Those amendments – abolishing slavery, giving African-Americans citizenship, and providing African-Americans with the right to vote – are as historically consequential as any in the nation’s history.

Thaddeus Stevens is also credited with establishing widespread free public education in Pennsylvania. For decades, Stevens ran a successful law practice in Lancaster from the Queen and Vine Street location.

Arguably, Stevens is the most important American to call Lancaster home, even more impactful than James Buchanan, the country’s 15th President. Unike Stevens’ home, which had been left to neglect, Buchanan’s former residence, “Wheatland,” just west of the city, had been lovingly restored.

Another of the buildings acquired by the LCCCA belonged to Thaddeus Stevens’ longtime confidante, the mixed-race, Lydia Hamilton Smith. Smith, apart from being a pioneering black businesswoman, was also said to have been a ‘conductor’ on Harriet Tubman’s ‘Underground Railroad’ network, helping fugitive slaves escape the slave holding South.

The problem confronting the LCCCA was that the location of the proposed convention center was on top of the home and business of one of the most important Americans who ever lived.

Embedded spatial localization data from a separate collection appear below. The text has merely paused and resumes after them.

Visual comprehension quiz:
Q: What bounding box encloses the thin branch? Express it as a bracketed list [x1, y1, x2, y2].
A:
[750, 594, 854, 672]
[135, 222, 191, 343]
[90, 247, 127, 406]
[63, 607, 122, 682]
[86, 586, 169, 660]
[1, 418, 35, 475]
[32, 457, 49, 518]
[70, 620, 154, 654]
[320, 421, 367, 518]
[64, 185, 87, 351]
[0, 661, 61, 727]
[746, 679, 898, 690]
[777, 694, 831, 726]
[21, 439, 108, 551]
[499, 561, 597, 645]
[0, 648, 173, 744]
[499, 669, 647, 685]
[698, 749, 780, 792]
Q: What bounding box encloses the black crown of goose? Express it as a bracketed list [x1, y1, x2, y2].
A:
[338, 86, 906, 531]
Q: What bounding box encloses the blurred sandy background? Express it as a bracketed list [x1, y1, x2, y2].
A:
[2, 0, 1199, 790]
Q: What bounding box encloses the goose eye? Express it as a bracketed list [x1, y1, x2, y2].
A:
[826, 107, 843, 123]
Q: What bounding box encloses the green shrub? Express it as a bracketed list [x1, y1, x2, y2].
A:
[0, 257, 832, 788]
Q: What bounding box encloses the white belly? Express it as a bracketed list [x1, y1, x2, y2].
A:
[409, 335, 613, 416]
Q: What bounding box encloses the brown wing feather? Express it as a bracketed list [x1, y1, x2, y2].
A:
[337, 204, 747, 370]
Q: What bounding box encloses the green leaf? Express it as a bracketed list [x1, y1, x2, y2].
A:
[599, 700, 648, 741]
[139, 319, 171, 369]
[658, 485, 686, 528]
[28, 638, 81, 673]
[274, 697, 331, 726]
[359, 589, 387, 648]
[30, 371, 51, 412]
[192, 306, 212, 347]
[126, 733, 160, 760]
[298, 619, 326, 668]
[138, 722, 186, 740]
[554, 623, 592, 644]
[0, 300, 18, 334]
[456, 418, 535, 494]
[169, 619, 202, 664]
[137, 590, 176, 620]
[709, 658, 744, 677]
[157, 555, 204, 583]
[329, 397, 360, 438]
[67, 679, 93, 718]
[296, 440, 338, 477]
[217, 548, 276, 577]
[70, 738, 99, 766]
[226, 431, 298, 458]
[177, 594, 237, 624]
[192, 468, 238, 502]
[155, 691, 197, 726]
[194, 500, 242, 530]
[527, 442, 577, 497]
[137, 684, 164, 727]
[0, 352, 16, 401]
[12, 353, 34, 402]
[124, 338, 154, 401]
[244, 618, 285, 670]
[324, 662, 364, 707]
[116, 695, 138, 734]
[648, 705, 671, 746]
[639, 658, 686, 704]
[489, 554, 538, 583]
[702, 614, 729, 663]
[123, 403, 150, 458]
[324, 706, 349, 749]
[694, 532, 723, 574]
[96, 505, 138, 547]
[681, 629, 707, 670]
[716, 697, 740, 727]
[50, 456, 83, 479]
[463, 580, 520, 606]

Randolph Harris was the Executive Director of the Lancaster Historic Preservation Trust during these years. Harris, a Yale-educated historian, appreciated Stevens’ significance. Harris also knew that the Historic Preservation Trust owned easements on those properties, requiring the Trust’s approval for any alteration to the buildings.

In 1983, the easements had been signed over to the Trust by the last owners of the buildings.

In December, 1999, soon after the LCCCA board was formed, Harris wrote a letter to chairman Pickard advising him of the Trust’s easements. Pickard did not respond, and by June, 2000, all of the properties were purchased by the Authority.

In early January, 2001, the Historic Preservation Trust announced a proposal to create a “Thaddeus Stevens and Lydia Hamilton Smith National Historic Landmark” on the properties. The Trust recommended that the LCCCA restore all of the buildings and create a museum around the Stevens/Hamilton theme.

Pickard announced the next month that the Authority would preserve the building facades.

“Those facades, at the very least, will have to be incorporated into the architecture of the convention center building,” Pickard was quoted in the Lancaster New Era. “Overall, the aesthetics will fit in. Even though it’s going to be a new building, we want it to reflect the heritage of Lancaster.”

Pickard clearly bristled at having to address the Stevens property issue. He stated the Convention Center Authority was unaware of the easements when it purchased the buildings in March of 2000.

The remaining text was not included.